Opens with rain and thunder following by thundering drums. Then "Queens" steps into quite prog territory. Reading an interview with Pitchfork, it seems that while taking account of Buddhism and Boris, Yt // St are rooted firmly under the shadow of a father's love for Iron "In A Gadda Da Vida" Butterfly. I can't remember what current affairs programme used to have the same growling keyboard sound - was it "World In Action"?
"Oak of Guernica" is lovely in a way that I find hard to describe. There are waves and a touch of majesty and a hell of a lot of reverb, but not in the swampy way that a lot of stuff murks about. "Reverse Crystal // Murder of a Spider" has a grungey edge and the sound of gigantic windscreen wipers moving at a glacial pace across the continents. I'm actually banging my head to it, while I think of Veruca Salt (the band).
"Hoshi Neko" starts out like Daft Punk with live drums then the vocals remind me of "Hit Me Baby One More Time" in a way that I'd need someone with a better grasp of musicology (or indeed music) to explain to me. Minor sevenths or infantilised progressions or somesuch McGuffinery. Even finds time to sound like "Julia Dream" by The Floyd before it's done.
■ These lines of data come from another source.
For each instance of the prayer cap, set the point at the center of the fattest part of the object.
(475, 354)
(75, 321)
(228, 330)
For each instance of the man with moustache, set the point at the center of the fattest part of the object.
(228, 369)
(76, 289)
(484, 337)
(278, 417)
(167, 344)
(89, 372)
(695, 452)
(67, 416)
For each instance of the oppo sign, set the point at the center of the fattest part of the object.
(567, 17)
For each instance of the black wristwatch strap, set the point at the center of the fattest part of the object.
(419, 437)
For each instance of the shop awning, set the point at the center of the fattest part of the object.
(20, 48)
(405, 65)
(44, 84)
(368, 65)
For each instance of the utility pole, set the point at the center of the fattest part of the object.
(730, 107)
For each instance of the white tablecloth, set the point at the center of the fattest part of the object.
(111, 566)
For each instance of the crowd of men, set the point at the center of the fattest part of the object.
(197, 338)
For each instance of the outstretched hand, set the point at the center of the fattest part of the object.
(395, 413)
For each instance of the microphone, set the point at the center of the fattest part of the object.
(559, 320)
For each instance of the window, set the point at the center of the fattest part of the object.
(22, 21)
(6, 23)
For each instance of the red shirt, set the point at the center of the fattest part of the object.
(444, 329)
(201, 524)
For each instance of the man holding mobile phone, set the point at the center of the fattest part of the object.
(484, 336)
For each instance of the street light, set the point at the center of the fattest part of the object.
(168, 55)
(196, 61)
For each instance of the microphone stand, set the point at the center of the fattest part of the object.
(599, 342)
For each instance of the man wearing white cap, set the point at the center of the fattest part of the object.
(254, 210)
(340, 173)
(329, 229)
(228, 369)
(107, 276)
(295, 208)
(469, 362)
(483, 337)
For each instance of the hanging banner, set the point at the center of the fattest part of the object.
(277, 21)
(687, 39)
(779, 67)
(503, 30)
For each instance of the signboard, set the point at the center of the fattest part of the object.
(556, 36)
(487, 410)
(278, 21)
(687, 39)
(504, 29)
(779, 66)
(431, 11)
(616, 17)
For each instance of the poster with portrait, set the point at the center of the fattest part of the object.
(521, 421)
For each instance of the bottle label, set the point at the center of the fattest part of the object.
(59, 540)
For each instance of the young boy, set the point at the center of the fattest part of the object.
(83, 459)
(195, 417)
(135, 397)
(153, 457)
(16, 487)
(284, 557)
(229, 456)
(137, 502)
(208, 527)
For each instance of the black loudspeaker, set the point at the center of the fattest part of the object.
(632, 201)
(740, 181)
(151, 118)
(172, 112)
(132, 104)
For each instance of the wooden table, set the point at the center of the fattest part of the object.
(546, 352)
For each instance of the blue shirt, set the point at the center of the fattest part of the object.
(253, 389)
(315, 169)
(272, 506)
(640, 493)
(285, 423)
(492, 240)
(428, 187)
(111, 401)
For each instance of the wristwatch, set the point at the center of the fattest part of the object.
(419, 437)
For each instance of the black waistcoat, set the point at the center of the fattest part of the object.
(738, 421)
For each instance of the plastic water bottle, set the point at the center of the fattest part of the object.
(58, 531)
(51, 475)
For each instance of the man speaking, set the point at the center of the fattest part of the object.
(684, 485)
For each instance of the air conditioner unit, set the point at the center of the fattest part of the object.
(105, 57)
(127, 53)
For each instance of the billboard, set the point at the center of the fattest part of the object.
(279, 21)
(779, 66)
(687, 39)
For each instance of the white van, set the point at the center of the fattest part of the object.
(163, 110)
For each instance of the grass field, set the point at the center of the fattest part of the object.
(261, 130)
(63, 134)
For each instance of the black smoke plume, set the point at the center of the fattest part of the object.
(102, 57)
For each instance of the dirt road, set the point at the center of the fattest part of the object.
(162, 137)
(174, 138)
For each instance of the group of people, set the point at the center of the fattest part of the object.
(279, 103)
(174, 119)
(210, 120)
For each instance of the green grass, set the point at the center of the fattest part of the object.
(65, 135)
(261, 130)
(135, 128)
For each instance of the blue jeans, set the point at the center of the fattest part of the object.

"Crystal Fortress Over the Sea of Trees" marks the exit with a classy title, some funky astral keyboard and plans to shatter the inner Death Star of the Dark Side in all of us with precision galaxial groove. Or something like that. Sonic titans they are and no doubt. I think I may have mentioned that already. Then suddenly, the rock is gone and there is only some meditative song left to mark the spot where the thunder struck. (Yes, I know thunder doesn't strike - tell AC/DC.)
Less overtly oriental to the ear than their stage outfits might suggest. Much more about the heavy rock and the wind tunnel of the imagination. And I like it.